Brain aging is becoming a critically important issue to consider as human longevity increases, because aging is a key risk factor for several neurodegenerative diseases, particularly AD. To understand the underlying pathogenesis of cognitive decline with aging and distinguish those changes associated with aging from those associated with dementia, it is important to identify the morphologic, age-related changes that occur in the brain. Age-related neuronal dysfunction involves many subtle changes within various brain regions. These changes include alterations in receptors, loss of dendrites and spines, and myelin dystrophy, as well as alterations in synaptic transmission. Pathological processes such as the abnormal aggregation of specific proteins are seen in many neurodegenerative diseases. Together, these multiple factors likely constitute the substrate for age-related loss of cognitive function.11–13
To assess these age-related changes in cortical cellular integrity, stereological analyses were performed on a subset of pyramidal neurons known to be vulnerable in AD and characterized by high somatodendritic levels of unphosphorylated neurofilament protein.14,15
In the neocortex these large pyramidal neurons reside in layers III and V and form long corticocortical association pathways. A comparison of prefrontal cortex area 9 in elderly individuals (controls) and individuals with different degrees of cognitive dysfunction demonstrated that large pyramidal neurons decrease dramatically in cases of definite dementia, correlating strongly with the severity of cognitive dysfunction, to a nearly complete loss (> 90%) in the end stages of AD. Furthermore, these neurons are far more likely to develop neurofibrillary tangles (NFT) and do so at a faster rate than other pyramidal cells; they also shrink considerably during NFT formation, and the largest among them are preferentially affected. Thus, these unphosphorylated neurofilament, protein-enriched neurons (the large pyramidal neurons) emerge as a strikingly vulnerable subpopulation of neurons that provide specific corticocortical connections between association areas.16,17
The loss of presynaptic markers is thought to represent a strong pathologic correlate of cognitive decline in AD. For example, assessed by immunoreactivity for the spine marker spinophilin, numbers of spines in the CA1 and CA3 fields of the hippocampus and area 9 are decreased in elderly individuals with various degrees of cognitive decline; reduced immunoreactivity was significantly related to both NFT staging and clinical severity. In addition, the total number of spines in the CA1 field and area 9 were predictive of variability in cognitive scores, and those in area 9 in particular significantly related to the cognitive outcome of the cases. These data suggest that neocortical dendritic spine loss is an independent parameter to consider in clinicopathologic correlations.18
Importantly, whereas neuronal loss in normal aging has not been demonstrated, alterations in the perforant path—which projects from the layer II neurons of the entorhinal cortex to the outer molecular layer of the dentate gyrus and is critically involved in learning and memory formation—was observed in a macaque monkey model. Expression of N
-aspartate receptor subunit 1 (NR1) was significantly decreased in the outer molecular layer of aged macaque monkeys, while no differences in the number of layer II neurons were found.13,19
These results suggest that the circuit-specific decrease in NR1 expression occurs in the absence of structural deficits of the perforant path and is due to age-dependent changes in the functional properties of this circuit.

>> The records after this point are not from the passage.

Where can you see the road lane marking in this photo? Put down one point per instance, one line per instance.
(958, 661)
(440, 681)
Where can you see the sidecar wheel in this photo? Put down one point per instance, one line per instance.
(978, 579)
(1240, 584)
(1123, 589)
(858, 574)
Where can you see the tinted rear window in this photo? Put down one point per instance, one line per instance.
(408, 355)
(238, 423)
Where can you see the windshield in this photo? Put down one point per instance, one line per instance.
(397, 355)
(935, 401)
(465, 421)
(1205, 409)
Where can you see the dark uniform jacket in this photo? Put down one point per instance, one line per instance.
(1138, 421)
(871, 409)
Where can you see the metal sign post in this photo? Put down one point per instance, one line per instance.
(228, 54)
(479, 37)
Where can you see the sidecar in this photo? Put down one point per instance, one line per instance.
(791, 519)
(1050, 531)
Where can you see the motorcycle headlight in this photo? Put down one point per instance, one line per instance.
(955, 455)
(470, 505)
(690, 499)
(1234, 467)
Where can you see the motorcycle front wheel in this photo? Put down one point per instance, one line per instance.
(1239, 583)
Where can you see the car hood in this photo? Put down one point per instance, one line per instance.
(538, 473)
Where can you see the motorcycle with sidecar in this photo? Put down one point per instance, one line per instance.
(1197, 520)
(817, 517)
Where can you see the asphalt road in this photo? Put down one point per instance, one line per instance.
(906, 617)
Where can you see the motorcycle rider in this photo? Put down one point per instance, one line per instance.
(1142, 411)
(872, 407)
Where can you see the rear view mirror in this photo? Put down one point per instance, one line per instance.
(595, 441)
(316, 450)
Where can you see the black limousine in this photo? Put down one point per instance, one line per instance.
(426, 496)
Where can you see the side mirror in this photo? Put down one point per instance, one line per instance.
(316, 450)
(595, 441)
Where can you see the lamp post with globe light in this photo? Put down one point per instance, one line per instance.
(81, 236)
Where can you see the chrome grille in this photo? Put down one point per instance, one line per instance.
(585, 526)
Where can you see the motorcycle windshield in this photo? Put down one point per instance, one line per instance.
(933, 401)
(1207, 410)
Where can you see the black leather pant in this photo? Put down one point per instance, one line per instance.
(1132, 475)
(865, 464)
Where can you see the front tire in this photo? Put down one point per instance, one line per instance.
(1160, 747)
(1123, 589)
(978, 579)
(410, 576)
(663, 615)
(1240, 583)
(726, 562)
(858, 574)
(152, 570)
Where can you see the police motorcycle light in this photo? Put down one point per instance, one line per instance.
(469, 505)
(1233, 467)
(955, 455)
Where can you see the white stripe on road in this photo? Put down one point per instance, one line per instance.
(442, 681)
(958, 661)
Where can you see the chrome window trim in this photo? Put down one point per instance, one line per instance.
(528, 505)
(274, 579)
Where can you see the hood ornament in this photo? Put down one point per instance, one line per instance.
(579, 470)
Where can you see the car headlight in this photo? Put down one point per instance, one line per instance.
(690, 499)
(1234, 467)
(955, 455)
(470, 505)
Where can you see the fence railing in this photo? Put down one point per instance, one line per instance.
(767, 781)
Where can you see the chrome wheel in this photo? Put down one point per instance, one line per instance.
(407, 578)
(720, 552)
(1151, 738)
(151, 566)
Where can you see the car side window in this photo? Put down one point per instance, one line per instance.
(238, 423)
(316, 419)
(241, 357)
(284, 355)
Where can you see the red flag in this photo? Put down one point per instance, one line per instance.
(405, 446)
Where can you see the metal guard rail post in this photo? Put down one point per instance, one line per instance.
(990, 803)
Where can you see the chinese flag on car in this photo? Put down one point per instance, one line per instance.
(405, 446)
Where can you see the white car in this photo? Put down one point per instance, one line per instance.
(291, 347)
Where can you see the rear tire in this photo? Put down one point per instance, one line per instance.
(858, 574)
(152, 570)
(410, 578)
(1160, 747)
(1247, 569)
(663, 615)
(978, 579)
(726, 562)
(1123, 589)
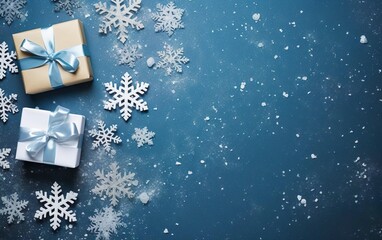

There were also age-related morphologic alterations in pyramidal neurons that contribute to working memory circuits in the macaque monkey superior temporal cortex and that form “long” projections to the prefrontal cortex. Global dendritic mass homeostasis, assessed by three-dimensional scaling analysis, was conserved with aging in these neurons. Spine densities, dendrite diameters, dendritic lengths, and branching complexity were all significantly reduced in their apical dendrites.20,21
The passive electrotonic structure in apical dendrites of the projection neurons was significantly reduced in aged monkeys and simulated, passive back-propagating action potential efficacy was significantly higher in the apical dendrites of old neurons. These effects, in turn, increase the excitability of pyramidal neurons in aging, thus compromising the precisely tuned activity required for working memory, and ultimately result in age-related cognitive dysfunction.
In summary, while a modest disruption of memory occurs frequently in normal aging in humans and in animal models, significant neuron death does not appear to be the cause of such age-related memory deficits. Evidence from rodent and nonhuman primate models reveals that the same hippocampal and cortical circuits affected in AD exhibit subtle age-related changes in neurochemical phenotype, dendritic and spine morphology, and synaptic integrity that correlate with impaired function. Molecular alterations of synapses, such as shifts in expression of excitatory receptors, also contribute to these deficits. As such, integrity of spines and synapses may reflect age-related memory decline, whereas the loss of select cortical circuits seems to be a crucial event for functional decline in AD. Likewise, these cortical components provide important targets for the development of preventive and protective therapeutic strategies.